By Emma Storr
Please listen to my tale of Dee and Bobby,
innocents who fancy a new hobby
and think they need a challenging distraction
from constant one-on-one interaction.
They check the internet and spot a hound
whose pedigree is guaranteed as sound
and of a loyal and trusting disposition,
neutered and obedient in addition.
A money transfer seals the deal. They send
for collar, lead and food for their new friend.
A hairy mutt’s delivered by a man
who rings the bell, then drives off in his van.
The beast is on the mat outside their door
leaving steaming parcels on the floor.
His breed and age are difficult to tell
but going by his teeth and by his smell
of musk and shaggy fur mixed with pee,
in dog years he’s a shade off sixty-three.
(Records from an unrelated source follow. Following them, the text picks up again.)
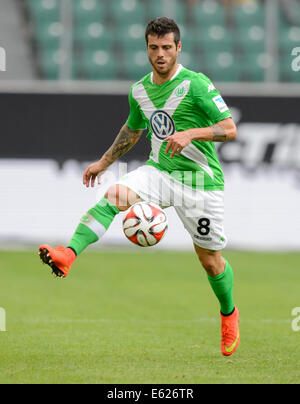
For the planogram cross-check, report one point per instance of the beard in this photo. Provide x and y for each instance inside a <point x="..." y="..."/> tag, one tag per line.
<point x="165" y="69"/>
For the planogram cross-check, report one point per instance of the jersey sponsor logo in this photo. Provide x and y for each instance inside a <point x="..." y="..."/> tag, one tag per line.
<point x="162" y="124"/>
<point x="220" y="103"/>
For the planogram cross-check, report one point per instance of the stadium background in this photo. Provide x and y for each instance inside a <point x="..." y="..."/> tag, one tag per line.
<point x="63" y="98"/>
<point x="125" y="314"/>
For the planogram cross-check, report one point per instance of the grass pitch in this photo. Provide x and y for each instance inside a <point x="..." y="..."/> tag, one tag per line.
<point x="146" y="317"/>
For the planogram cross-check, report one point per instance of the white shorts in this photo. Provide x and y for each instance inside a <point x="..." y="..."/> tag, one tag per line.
<point x="201" y="212"/>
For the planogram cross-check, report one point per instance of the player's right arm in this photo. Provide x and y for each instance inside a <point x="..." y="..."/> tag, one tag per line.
<point x="129" y="135"/>
<point x="125" y="140"/>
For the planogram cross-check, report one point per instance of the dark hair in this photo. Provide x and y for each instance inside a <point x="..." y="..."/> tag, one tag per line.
<point x="162" y="26"/>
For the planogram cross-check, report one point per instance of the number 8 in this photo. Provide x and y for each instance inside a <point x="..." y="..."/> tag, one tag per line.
<point x="204" y="228"/>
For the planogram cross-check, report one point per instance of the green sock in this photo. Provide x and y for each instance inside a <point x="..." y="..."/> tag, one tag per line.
<point x="222" y="286"/>
<point x="93" y="225"/>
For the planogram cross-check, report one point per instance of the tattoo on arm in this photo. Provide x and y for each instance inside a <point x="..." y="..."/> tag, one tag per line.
<point x="125" y="140"/>
<point x="219" y="133"/>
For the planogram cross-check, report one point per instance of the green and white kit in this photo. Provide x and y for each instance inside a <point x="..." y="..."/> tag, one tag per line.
<point x="192" y="182"/>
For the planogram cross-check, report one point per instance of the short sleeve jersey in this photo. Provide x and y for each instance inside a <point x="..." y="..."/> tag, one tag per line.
<point x="188" y="100"/>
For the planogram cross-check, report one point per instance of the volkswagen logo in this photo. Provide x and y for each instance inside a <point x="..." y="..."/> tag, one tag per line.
<point x="162" y="124"/>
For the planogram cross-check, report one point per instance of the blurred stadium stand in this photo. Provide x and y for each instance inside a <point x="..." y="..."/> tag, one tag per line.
<point x="228" y="40"/>
<point x="16" y="43"/>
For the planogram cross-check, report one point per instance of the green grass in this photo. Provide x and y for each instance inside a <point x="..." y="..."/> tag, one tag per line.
<point x="146" y="317"/>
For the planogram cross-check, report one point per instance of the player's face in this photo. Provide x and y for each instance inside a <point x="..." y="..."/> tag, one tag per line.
<point x="163" y="53"/>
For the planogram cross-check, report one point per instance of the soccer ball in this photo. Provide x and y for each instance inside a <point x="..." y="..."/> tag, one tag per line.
<point x="145" y="224"/>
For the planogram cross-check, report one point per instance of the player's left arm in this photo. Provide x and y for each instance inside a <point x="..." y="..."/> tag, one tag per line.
<point x="222" y="131"/>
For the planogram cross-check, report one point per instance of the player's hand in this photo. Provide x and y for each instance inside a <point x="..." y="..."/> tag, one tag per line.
<point x="92" y="172"/>
<point x="177" y="142"/>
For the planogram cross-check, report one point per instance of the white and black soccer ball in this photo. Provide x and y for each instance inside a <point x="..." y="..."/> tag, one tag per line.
<point x="145" y="224"/>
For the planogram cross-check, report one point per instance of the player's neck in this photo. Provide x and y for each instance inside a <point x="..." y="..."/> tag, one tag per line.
<point x="160" y="79"/>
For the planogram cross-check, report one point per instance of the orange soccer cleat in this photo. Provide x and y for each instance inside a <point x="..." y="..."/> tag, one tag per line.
<point x="230" y="333"/>
<point x="59" y="259"/>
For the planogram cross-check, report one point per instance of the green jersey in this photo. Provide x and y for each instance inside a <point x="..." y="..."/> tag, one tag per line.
<point x="188" y="100"/>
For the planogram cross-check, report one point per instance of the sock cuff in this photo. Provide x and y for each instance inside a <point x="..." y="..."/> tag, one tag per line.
<point x="221" y="275"/>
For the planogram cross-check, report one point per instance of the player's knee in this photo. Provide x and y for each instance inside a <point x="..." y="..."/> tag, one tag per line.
<point x="118" y="196"/>
<point x="210" y="264"/>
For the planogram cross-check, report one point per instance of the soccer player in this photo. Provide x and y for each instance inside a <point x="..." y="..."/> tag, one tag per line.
<point x="184" y="114"/>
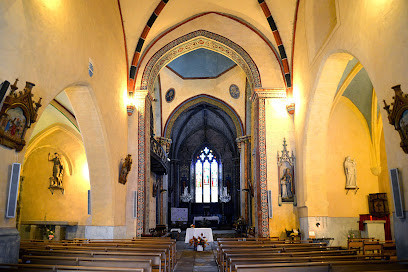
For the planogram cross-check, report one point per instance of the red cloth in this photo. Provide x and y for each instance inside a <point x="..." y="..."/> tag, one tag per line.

He’s rather too affectionate and jumps
to lick a face or sometimes he just humps
their legs while drooling slobber on their feet.
He’s unimpressed by walkies as a treat.
My friends are at the end of their tether
remembering their lonely time together
with regret. They argue about who
has to deal with doggy’s sloppy poo
and which of them will quit the double bed
to sleep with whining doggy instead.
They wonder if the R.S.P.C.A.
might understand, and cart the cur away
to canine heaven. A much roomier place
than their flat. But can they really face
killing off the mutt they dreamt would be
an answer to their irritability?
It’s not cheap to euthanize your pet,
so Dee and Bobby go on-line to get
a tin of dog food laced with toxic stuff
a spoon of which is easily enough
to see off any beast, fish or fowl,
mixed in with chunky titbits in a bowl.
Din-dins looks delightful to the mutt,
he wolfs it down and fills his sagging gut,
licks his lips and seems to ask for more
by scratching Bobby’s leg with one soft paw.
They’re scooping out the last bits from the can
when doggy farts proverbially hit the fan.
All three inhale the fumes and sadly die
a ghastly, smelly death that gives the lie
to those who think a pet will mitigate
boredom in our current lockdown state.
The moral of this tale is never fall
for websites pedalling creatures great and small.
A dog can come between a loving pair
and fumigate a flat with fatal air.
A Cautionary Story was inspired by hearing that during lockdown there has been a surge in people buying pets, particularly puppies. Sadly, many of the websites selling dogs are unscrupulous vendors who have reared the puppies in terrible conditions with no proper training. The new owners soon discover that it can be a nightmare caring for a traumatised animal or one that is totally unlike the pet they thought they were buying.